Hacker News new | ask | show | jobs
by roel_v 1956 days ago
Are you a scientist? Because it really doesn't. For example, in most papers that I think harder than normal about, I don't care so much about 'the data' as I do about a description of what this 'data' is actually meant to represent, and how it was collected and processed. (I'm talking here about things that are a bit more complicated than e.g. railfall measurements or any other such lab-like, STEM topics) E.g., I do quite a bit of population modeling. You would think that 'population' is relatively easy to quantify, but it really isn't, and I can talk for hours about how cavalier people throw their 'population data' numbers into models and make all sorts of conclusions based on objectively wrong interpretations what this 'data' is.

If the vast majority of papers can't even get that right, I don't care as much about the HN idea of what 'reproducibility' is - i.e. check if 'git clone <xyz> && run_model.sh && run_tests.sh' says 'All OK!' at the end.

1 comments

I agree in part here, but think it doesn’t apply to all papers. Those wrong interpretations you mention are generally because statistical inference is hard, and it’s an unfortunate reality that a lot of scientists are bad statisticians.

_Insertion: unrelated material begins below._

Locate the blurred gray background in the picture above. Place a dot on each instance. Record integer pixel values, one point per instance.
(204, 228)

There’s an article on the front page of HN about a nature retraction that came from someone asking authors of a paper for their data. That tells me that the data can be useful for fixing suspicions results. But also that simply asking for it can be sufficient. I wonder how often authors say no to data requests. My guess is only in the fishiest cases and in old cases. Publishing code and data isn’t high up the priority list, but in a lot of studies, it’s simple enough to be good ROI.